Para se usar o princípio de Lugares Vagos, devemos somar, para cada um dos oponentes, o número de cartas de um ou mais naipes devidamente conhecidos (não se inclui o naipe se algumas cartas foram jogadas ou baldadas mas a distribuição total não é devidamente conhecida), mais as cartas do naipe em questão que já foram jogadas.

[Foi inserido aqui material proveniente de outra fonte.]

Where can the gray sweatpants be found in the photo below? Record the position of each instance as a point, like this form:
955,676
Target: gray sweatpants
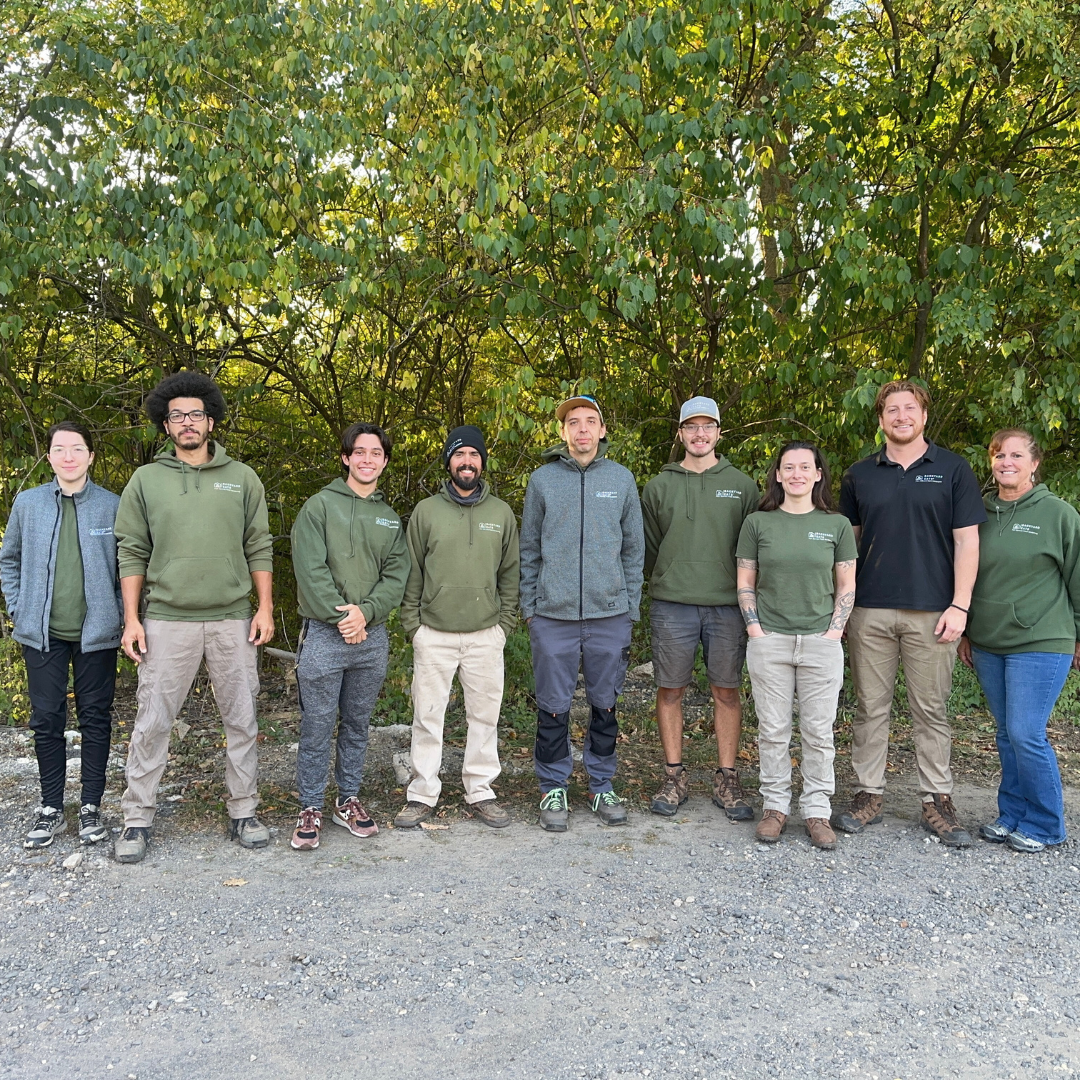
332,677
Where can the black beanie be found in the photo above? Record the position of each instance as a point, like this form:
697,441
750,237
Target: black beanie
464,436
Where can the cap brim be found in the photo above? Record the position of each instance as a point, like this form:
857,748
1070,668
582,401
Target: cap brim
572,403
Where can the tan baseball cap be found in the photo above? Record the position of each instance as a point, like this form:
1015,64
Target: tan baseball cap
581,401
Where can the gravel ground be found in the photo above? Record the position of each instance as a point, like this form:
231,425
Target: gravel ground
674,948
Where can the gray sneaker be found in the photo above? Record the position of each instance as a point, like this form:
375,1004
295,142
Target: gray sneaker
250,831
554,812
131,845
609,808
91,829
49,823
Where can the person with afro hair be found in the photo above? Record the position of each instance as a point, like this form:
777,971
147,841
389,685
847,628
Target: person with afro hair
192,529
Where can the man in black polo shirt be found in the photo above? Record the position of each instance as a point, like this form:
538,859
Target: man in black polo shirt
916,509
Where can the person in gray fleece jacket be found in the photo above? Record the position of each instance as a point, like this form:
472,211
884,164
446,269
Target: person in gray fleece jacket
58,572
582,551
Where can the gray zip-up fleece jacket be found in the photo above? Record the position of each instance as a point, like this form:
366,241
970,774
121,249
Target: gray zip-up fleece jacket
28,564
581,541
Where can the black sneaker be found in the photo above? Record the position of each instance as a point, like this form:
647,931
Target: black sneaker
49,823
91,829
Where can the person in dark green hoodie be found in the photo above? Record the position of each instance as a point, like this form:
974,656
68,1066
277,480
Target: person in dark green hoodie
1022,636
351,565
692,513
192,527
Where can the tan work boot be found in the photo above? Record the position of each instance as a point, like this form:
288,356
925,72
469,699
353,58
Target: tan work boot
865,810
821,833
674,793
939,818
770,826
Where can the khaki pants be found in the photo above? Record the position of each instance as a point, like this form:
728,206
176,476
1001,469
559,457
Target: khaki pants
878,640
476,659
782,666
173,653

A seguir, subtraindo esse total de 13 temos o número de Lugares Vagos para conter a carta que buscamos. 

Desta forma se um oponente tem 6 lugares vagos e outro tem 10 lugares vagos está claro que a relação 10 para 6 ou 62,5% para 37,5% orienta onde é mais provável que a carta buscada possa estar.

Enfatizamos, que na situação acima descrita, que se o ataque tivesse sido Ouros, toda análise das probabilidades mandaria que se jogasse pela Dama segunda, pois não haveria nenhuma outra informação, nenhum evento extra, que justificasse jogar pela Dama terceira em ESTE. Porém, se OESTE tivesse dado um overcall em salto fraco, por exemplo, tivesse marcado 3 Copas no Leilão, mesmo se ele saísse de Ouros, haveria então uma informação valiosa de Leilão para justificar a finesse de Espadas baseada na inferência dos Lugares Vagos.